Fair enough - maybe they should consider changing the tax code.

Or are they outraged that Apple is not paying enough Irish tax in Ireland, or that Apple is using money it makes in Europe to pay for R&D expenses (and salaries) in Cupertino rather than Cork, Ireland? If so, I am sure that the Irish people are touched by the Senators’ magnanimity.

 

 

vpndev

It seems that the Senators are mostly steamed about the sweet deal in Ireland. If so, then they should move to Europe and run for European Parliament, or in Ireland. Irish tax is not a proper concern for the U.S. Senate. That said, it does seem that Apple has pushed the envelope by having a company in Ireland with *no* tax residency anywhere.

It is interesting to note their complaint about R&D expenditures and “Cost-Sharing”. In Section 3, Senators say that Apple’s IP is created in the U.S. and therefore revenue derived from it should be recognized there and not in Ireland. But Apple says that the cost and risk of development is shared between the U.S. and international divisions and therefore the reward should be also. In fact, international revenue is creating U.S. jobs - in Cupertino. The Senate’s complaint here is off-base.

ctopher

It is a side show for the American people who are asking themselves, why, if all these corporations are doing so well, am I not. Of course the answer is complicated so lets put on a show and trot out big numbers to get people indignant.

Last year they put Microsoft and H.P. through this, but it didn’t resonate, nor were any laws changed. I think Mr. Cook is doing a smart thing by trying to push for reform, but it’s a no-win situation. Blood will have blood.

barryotoole

We almost elected a man as President who was sneakier than Apple in putting his ‘hard-earned’ money - from the lower taxed dividends, offshore and paying approximately 14% of Federal Income Tax; all legal, of course.

Sy

Seems to me that the Senators are angry that Apple isn’t paying “their fair share”.  Even though I’m a Democrat, I side with Apple here.  If Apple isn’t breaking any laws, and only using the tax codes of various countries to their advantage, then change the tax code.

The Senators forget that this isn’t GM in the 60’s, where stuff “Made in America” was sold all over the world, and taxed here.  This is stuff designed in America, but manufactured in China, 61% of which is sold outside of the US.  THIS is what pisses off Congress.

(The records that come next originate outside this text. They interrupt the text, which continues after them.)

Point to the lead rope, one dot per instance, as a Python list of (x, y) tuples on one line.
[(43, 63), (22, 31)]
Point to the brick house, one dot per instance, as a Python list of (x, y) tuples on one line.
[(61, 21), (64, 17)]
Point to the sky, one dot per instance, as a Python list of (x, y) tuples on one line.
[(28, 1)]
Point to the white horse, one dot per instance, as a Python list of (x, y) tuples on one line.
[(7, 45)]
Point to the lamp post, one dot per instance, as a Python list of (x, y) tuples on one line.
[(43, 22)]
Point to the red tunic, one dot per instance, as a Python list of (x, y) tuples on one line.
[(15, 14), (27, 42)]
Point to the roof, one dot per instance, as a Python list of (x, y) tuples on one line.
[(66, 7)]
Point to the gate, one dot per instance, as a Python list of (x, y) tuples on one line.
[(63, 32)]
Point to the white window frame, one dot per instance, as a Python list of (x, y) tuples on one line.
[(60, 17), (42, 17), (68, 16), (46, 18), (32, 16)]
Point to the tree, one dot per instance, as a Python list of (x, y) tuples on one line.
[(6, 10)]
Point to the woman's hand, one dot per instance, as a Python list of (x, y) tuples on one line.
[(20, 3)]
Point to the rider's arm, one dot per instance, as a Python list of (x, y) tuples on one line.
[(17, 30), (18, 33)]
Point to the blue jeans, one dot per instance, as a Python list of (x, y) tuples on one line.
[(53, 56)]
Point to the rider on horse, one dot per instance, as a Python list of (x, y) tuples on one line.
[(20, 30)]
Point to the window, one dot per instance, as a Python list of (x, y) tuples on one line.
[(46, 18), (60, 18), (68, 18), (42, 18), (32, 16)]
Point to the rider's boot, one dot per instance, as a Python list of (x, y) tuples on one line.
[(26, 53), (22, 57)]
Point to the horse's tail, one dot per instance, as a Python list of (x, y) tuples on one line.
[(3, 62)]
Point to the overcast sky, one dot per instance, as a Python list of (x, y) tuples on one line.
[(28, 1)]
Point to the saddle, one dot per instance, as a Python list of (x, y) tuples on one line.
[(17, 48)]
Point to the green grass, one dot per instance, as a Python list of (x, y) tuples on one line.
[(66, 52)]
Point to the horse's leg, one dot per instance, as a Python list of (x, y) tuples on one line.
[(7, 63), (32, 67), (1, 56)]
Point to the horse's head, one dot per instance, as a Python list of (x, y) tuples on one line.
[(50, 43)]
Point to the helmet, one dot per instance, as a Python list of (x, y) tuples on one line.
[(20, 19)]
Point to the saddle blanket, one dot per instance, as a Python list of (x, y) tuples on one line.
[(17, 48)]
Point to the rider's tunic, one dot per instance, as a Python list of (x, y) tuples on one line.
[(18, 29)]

They want this “American” company to pay more taxes.  But it isn’t really an “American” company….it is a multi-national corporation.  So if Apple makes something in China, and sells it to an Italian through their Irish subsidiary, and keep the profits in a European bank, why should the US make them pay taxes on that profit?  If the Senators want Apple to bring that money back into the US, then lower the tax rate for those “foreign” profits.  It’s that simple.